The Inspiration Behind the Blog

I was born to be a writer. When I published my first novel Wild Point Island, my orange and white rescued feral tabby Chuck decided he wanted to travel and see the island for himself. Chuck's desire to travel inspired me to begin the blog and take Chuck with me whenever I traveled, which I do frequently. This was not an easy task. First, I had to deflate the poor kid of all air, stuff him in my carry-on bag, remember to bring my portable pump, and when I arrive, I pump him back up. Ouch. He got used to it and always was ready to pull out his passport and go. Now it's Theo's turn. Smart. Curious. And, yes, another rascal.

Showing posts with label mouthguard. Show all posts
Showing posts with label mouthguard. Show all posts

Tuesday, March 19, 2024

The Case of the Missing Mouthguard

        We rely on Theo to keep order at home. He is the oldest of our three cats. In the beginning, Theo was not overly fond of Mico and Sienna. They arrived with some strong feral tendencies. Theo saw them as intruders on his space, his home.



      Theo was tutored by Chuck, the original rascal cat. But he had to establish his own identity. The title "gangster cat" is no accident. He proved he was more than capable of dealing with the two wild ones.



      










 





         Case in point--it is early, very early in the morning. Dan wakes up. It is still dark in our bedroom. Without thinking too much about it (and this is where he makes his BIG MISTAKE), he removes his professionally designed mouthguard and attempts to put it on the nightstand.



       He misses.

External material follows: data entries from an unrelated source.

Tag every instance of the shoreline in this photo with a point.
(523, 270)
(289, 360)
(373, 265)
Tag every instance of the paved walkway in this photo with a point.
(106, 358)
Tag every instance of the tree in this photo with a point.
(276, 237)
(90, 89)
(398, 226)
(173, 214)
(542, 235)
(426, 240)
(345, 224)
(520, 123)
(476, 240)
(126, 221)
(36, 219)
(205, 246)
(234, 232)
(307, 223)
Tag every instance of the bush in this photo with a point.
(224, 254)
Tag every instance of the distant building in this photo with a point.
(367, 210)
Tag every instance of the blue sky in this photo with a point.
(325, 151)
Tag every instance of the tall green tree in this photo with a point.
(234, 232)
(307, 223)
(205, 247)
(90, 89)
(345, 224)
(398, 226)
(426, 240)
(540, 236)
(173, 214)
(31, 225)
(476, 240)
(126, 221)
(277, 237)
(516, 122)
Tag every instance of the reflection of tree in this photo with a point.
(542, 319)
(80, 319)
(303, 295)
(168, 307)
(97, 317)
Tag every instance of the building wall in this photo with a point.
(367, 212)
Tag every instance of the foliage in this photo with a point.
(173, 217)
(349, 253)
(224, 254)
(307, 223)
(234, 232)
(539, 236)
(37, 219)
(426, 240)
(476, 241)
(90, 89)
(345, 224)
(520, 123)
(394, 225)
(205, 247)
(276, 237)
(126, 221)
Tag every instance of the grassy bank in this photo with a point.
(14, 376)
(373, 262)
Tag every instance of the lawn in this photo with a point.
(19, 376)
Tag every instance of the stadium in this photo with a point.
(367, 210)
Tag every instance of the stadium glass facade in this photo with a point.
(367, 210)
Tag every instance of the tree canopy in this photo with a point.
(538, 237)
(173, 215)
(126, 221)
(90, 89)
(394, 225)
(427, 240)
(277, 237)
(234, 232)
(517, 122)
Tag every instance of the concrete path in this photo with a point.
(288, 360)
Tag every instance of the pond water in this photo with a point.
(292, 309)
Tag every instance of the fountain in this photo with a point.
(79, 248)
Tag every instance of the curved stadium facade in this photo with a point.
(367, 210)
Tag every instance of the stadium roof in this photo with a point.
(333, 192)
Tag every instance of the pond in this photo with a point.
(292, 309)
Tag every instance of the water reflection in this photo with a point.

The mouthguard falls to the floor. We hear it clatter on the hard wooden surface. 

       "Darn it." He reaches down to retrieve it. He feels around where he knows it fell. Gone. Vanished.

        Later we calculate that, perhaps, two seconds elapsed before he reached down for the mouthguard. Two seconds.

        We look everywhere. Lights are turned on. We're on our hands and knees looking under the bed, under the dresser, under the blankets even, doubting now whether we heard a clatter at all.

         An ugly thought pops into our collective consciousness. Michelangelo. Mico took it.

         But how is that possible?

         Slowly, we piece together what must have happened--Mico was under the bed (sleeping in the cat bed). He must have heard the clatter, immediately thought "I'm getting a new toy" and absconded with the mouthguard. 

         Eww. In his mouth. Geez.

         Now, the search expands--a full house search is initiated. First stop includes a thorough search of the guest room across the hall--under the bed--but no mouthguard.

         Time elapses. "We'll never find it," Dan mutters, clearly discouraged.

          We ask Sienna, Mico's sister, but she offers up no new information. 



         But, who wanders in--looking for breakfast. No, not Mico. Theo.

         "Hey, buddy. We need your help."

         A deal is offered--Theo will look for and hopefully find the mouthguard. We'll go downstairs immediately and make him a delicious breakfast.

        Theo hesitates.

        "And," I quickly add, "I'll give you a snack right this minute."

        Theo agrees. (I would have eventually offered the entire bag of Science Diet dried cat food if I had to.) 

        We start to tell Theo where we've already looked, but he's not interested. He eats his snack in one gulp and walks out into the hallway where he proceeds to groom. 

         "Look." I point at Theo with an accusatory finger. "The gangster cat is taking his own sweet time finding your mouthguard."

         "I think we've been scammed," Dan says. "He has no intention . . ."

         But we're wrong. Theo goes to the landing, looks down at the stairs that connect to the first floor, and starts going down. I'm about to call his name, when he stops, leans over and starts coming back up the stairs, carrying the gooey clear-colored mouthguard in his mouth. He drops it unceremoniously on the floor in front of us and saunters off. 



          We have two reactions. One--we're darned glad to have the mouthguard back. Two--we think Theo knew where that darned mouthguard was all the time.  

           But a deal is a deal. A magnificent breakfast is served. After all, he solved The Case of the Missing Mouthguard. And, of course, Mico is nowhere to be found.